Mercado

Há que se pensar a comunicação como uma extensão de sua forma de se relacionar e sentir

Há que se pensar a comunicação como uma extensão de sua forma de se relacionar e sentir

Cabe muita coisa debaixo do guarda-chuva de quem quer transmitir uma mensagem. Neste meu primeiro texto não vou me aprofundar na comunicação, nas estratégias, mas quero começar pela proposta desse portal Les Cinq Sens, afinal trata-se dos cinco sentidos. Não seriam eles o primeiro passo para a comunicação? Ferramentas para a nossa sobrevivência, inclusive? Os cinco sentidos humanos, responsáveis pela captação de informações do meio em que vivemos, são a visão, a audição, o paladar, o olfato e o tato. Imagens, sons, sabores, aromas, toques e texturas que provocam estímulo e aguçam a percepção.

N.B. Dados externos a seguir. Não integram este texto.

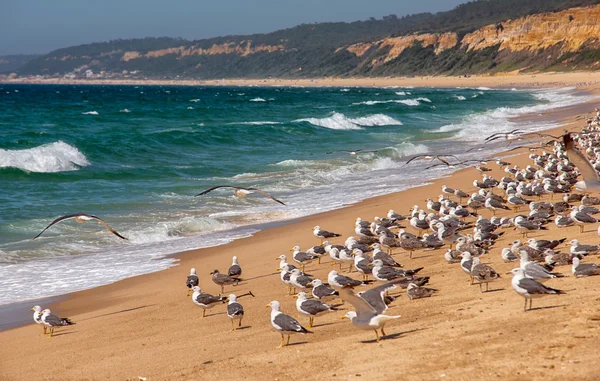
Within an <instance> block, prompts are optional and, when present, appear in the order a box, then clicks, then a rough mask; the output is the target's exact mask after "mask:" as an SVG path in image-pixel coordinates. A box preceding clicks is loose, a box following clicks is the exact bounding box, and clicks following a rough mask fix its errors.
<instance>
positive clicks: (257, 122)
mask: <svg viewBox="0 0 600 381" xmlns="http://www.w3.org/2000/svg"><path fill="white" fill-rule="evenodd" d="M229 124H245V125H250V126H261V125H265V124H281V122H270V121H268V120H267V121H256V122H232V123H229Z"/></svg>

Veja os efeitos da pandemia nesses cinco sentidos da comunicação.  O tato, por exemplo, nesse período de Covid-19, nos mostrou a importância de um abraço, um aperto de mão, um cafuné. Percebemos o quanto demonstramos afeto por esse sentido. Saudosos de abraços nas partidas de um aeroporto, de uma rodoviária, de um hotel. Muitos ainda sentem as sequelas da falta de paladar e olfato, dois sentidos que nos transportam para experiências gustativas e até mesmo recuperam memórias afetivas de infância ou de alguma viagem.  Paladar que nos permite perceber os sabores e, sem dúvida, dá sentido à vida de quem gosta de desfrutar de uma boa mesa ou, simplesmente, de um pé de fruta.

Nesse último período de dois anos muita gente se perdeu, muitos se encontraram, algumas pessoas se refizeram, outras deprimiram. Nosso espaço transformou-se em um casulo de isolamento ou de criação. Algumas pessoas, por meio de sua atuação, levantaram outras pessoas consigo. As lives tiveram papel fundamental, mas hoje já temos medo da “terceira onda de lives”. Se pensarmos bem, existe uma certa obsessão em querer comunicar, influenciar, engajar de forma profissional, e, por vezes, sinto falta daquele conteúdo espontâneo que ouvi na conversa da mesa do boteco ao lado ou numa viagem de metrô. Aquele acontecimento que você não registrou, não gravou, não fotografou. Foi uma simples testemunha de um ato avulso que tocou e puxou consigo memórias de outras perspectivas de mundo.

Se, de um lado, temos um volume de conteúdo sendo comunicado diariamente e instantaneamente, quase em tempo real, verificamos que já vinha avançando um comportamento de certa introspecção social, de um desejo genuíno de ter experiências agregadoras e menos ostensivas.

O pensador Ailton Krenak em seu livro “Ideias para adiar o fim do mundo”, publicado pela Companhia das Letras, traz um contraponto muito interessante sobre a sociedade contemporânea “Nosso tempo é especialista em criar ausências: do sentido de viver sociedade, do próprio sentido da experiência da vida…

E continua: “… Minha provocação sobre adiar o fim do mundo é exatamente sempre poder contar mais uma história”.

Uma vez que a arte é, basicamente, transgressões e ressignificações de tema/objeto, forma, conteúdo e sensações, traduzir esses significados em narrativas é uma jornada mais do que criativa. É uma postura de muita responsabilidade que demanda estar atento e ter um certo repertório, passando por uma transformação em que nossa construção na área da comunicação e, por conseqüência, na nossa existência, terão que se dar de outra maneira. Esses pacotes de ideias de verdades bem embaladas e oportunistas que alimentamos em grande estilo têm prazo de validade.  Então, que a gente pare de despistar os nossos instintos e não nos deixemos levar pelas narrativas ilusórias, confortáveis e repetitivas, pois a arte, assim como a comunicação, é uma necessidade de expressão com grande função social, tão antiga quanto a própria humanidade.

* Este texto não reflete, necessariamente, a opinião do Les Cinq Sens.